それを強制するのはどうかしている。無理矢理に布教したり、信仰をやめたものに対して批判するべきではない。
ましてや宗教としての活動が公共の福祉に反するなど絶対あってはならない
この問題は種々の宗教が抱える問題であるが、是非とも円満な解決を望む。
我々は信仰の自由を保障された日本人なのだから。



宗教上の理由による輸血拒否と言うのは、実に根が深い。
医療チームとしては患者の要望を出来るだけ聞いてあげたいと思っている。むやみやたらに自分の理想を押し付ける事など無いし許されない。
・・・しかし、本当は医学的にベストを尽くして絶対に患者を救う、そうも考えている。
宗教家が信仰するのと同じぐらい強い想いで、患者を救いたいと思っている。
そう信じるし、そうあるべきだ。

何がしかの理由で輸血を拒否すると言う人。
そういう方はまず事故や病気に合わないように常日頃から厳重に注意なさってください。
そうすればそもそも輸血が必要な場面を減らせて、みんな円満です。
それでも不安なら高地トレーニングで赤血球を増やしておいてください。



以上、輸血問題について触れてみました。
多少言葉が荒っぽいところはご容赦ください。出来る限り歩み寄って考えて理解しようと努力しています故。

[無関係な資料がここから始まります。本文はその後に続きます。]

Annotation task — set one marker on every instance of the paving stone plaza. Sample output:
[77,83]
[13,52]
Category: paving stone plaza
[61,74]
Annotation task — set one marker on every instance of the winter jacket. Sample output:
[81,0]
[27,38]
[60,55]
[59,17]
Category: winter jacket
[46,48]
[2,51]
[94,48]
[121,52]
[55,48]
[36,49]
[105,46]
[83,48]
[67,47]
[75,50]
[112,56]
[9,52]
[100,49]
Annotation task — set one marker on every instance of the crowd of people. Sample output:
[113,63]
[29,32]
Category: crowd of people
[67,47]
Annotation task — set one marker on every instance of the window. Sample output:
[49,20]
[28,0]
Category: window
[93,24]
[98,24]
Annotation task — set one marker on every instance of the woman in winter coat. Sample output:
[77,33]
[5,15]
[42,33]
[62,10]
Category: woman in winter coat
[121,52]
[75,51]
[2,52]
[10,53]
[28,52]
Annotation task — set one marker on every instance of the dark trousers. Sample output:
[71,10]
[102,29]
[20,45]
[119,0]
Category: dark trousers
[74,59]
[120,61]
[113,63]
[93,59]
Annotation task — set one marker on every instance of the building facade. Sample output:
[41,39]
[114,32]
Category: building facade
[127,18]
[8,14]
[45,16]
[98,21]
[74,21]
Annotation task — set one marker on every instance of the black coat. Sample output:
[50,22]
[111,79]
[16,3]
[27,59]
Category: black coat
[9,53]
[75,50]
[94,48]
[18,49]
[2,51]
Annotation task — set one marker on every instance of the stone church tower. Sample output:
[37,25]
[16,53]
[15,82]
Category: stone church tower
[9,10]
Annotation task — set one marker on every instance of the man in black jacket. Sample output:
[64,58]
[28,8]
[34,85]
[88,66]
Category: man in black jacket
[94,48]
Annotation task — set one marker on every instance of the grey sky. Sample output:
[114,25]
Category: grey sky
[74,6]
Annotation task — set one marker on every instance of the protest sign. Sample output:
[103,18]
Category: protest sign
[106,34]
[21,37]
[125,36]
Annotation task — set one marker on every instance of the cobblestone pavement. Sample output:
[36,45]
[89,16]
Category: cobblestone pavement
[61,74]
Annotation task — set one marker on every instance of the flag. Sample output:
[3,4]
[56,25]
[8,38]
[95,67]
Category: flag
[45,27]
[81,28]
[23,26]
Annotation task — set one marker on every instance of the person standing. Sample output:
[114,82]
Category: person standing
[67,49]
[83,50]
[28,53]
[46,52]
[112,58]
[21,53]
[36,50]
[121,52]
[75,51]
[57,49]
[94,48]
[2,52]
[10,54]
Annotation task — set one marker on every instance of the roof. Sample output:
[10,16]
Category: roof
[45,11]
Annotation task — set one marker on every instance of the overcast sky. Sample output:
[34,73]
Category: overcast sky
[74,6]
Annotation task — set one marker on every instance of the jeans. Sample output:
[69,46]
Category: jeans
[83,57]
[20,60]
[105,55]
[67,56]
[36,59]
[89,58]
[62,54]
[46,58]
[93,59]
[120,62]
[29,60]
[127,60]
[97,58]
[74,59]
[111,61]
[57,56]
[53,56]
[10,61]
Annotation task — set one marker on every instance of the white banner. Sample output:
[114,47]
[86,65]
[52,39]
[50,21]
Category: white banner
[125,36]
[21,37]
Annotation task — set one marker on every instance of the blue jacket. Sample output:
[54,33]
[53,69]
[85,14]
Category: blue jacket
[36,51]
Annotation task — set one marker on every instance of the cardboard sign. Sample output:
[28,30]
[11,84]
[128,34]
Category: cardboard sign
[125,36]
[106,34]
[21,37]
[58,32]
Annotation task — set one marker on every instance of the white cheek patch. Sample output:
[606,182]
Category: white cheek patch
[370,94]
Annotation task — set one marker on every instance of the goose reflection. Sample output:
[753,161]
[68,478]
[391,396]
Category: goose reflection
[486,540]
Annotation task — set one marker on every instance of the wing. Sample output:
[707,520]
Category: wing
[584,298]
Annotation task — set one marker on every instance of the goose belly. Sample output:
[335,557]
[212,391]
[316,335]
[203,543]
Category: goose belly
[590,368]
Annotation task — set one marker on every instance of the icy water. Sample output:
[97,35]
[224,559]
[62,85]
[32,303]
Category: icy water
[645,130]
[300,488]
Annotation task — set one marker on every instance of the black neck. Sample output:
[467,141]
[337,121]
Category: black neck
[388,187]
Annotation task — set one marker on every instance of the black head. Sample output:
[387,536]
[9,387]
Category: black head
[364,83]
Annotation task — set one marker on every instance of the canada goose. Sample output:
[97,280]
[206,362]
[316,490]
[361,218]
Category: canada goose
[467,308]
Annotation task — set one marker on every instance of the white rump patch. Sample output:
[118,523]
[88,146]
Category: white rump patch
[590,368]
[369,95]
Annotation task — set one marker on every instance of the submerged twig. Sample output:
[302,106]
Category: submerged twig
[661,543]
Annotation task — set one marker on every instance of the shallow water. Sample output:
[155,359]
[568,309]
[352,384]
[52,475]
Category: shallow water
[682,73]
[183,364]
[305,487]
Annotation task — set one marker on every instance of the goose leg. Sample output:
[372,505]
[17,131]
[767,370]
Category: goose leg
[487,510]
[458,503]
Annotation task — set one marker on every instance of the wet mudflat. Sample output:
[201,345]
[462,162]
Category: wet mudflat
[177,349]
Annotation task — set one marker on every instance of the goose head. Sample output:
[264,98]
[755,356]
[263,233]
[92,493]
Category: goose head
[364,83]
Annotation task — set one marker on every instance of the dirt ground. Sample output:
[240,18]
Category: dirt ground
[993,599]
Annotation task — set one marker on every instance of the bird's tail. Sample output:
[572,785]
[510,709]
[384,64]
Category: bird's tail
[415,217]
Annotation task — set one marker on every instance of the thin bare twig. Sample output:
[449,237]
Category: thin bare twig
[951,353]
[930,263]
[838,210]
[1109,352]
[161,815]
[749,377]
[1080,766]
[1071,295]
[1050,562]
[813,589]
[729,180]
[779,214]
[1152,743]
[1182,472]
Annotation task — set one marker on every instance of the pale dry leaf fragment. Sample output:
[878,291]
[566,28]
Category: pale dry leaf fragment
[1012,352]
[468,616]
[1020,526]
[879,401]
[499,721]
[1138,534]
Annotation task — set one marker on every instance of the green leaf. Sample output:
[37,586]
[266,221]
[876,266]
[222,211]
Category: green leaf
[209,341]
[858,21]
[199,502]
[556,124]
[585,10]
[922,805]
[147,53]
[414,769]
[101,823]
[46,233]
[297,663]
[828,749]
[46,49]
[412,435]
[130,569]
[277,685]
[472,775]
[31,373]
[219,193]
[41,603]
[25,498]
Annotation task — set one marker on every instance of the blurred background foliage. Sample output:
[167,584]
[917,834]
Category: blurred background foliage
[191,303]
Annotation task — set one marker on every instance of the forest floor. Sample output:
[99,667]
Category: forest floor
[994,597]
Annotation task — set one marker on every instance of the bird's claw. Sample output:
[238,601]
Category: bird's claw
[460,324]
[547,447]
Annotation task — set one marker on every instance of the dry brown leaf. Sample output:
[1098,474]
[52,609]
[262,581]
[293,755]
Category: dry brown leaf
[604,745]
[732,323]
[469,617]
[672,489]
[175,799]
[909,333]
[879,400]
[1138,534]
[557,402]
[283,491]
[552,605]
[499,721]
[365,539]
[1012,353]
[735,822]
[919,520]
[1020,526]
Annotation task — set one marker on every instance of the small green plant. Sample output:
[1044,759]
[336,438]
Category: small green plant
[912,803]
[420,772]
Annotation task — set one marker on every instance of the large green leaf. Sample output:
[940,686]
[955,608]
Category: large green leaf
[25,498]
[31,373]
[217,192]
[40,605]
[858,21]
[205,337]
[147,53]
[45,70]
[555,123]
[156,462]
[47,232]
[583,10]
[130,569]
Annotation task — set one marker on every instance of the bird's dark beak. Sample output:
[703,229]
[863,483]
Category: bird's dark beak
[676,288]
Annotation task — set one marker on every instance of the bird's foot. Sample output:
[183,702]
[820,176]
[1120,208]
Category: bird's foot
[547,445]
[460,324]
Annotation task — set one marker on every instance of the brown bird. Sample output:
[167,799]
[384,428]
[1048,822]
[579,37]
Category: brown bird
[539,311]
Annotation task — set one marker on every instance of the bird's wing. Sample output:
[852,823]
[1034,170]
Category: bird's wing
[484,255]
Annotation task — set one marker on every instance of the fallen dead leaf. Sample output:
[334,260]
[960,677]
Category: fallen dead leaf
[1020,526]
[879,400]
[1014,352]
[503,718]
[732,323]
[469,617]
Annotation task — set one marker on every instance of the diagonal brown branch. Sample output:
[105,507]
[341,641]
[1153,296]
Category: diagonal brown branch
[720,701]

また、すべてのとある宗教の人が輸血を拒否するかと言うとそうでもないかも知れません。
「どーぞどーぞ輸血してくれちゃっていいですよ。命あってのモノダネじゃーん?」
という割と柔軟な人もいるでしょう(てゆーか実際いるw)。



最後に、K2で私の医療観を見事に代弁してくれた名セリフがあるので、アレンジして載せておきます。



命より重い思想など、俺は認めん!!!


コメント

_ なす ― 2006年06月07日 16時13分54秒

by TブーS
とかいってみるテスト。

宗教関係はついさっき草加関係のも見っけたんだが、結局するのは勝手だがどこまで自己を保てるかの問題なのかね。
輸血問題も然り。通常の判断機能を持っていれば子供のほうがかわいいはずなので。
ま、そういうやつらにとっては宗教に準じるほうが通常の判断なのかもしれないがw
どうにせよ、俺にはわからんことだな。。。

_ @DRK ― 2006年06月07日 17時48分12秒

第4期小夜テラモエスwwww

この問題は、前から自分の主張は一貫して同じで、「自分が死ぬのは止めないが他人巻き込むなや」です。
OHPじゃあ容認と言うか正当化しちゃってるけど、そこは許せぬ。

そもそも、いくら宗教だからってその土地や国のルールを無視していい、なんて免罪符は無い訳よ。
フランス現地の三ツ星レストランで箸を使うようなもんだ。法的にどうこうじゃなく、空気読めと。
これは全ての宗教に言えることだけどな。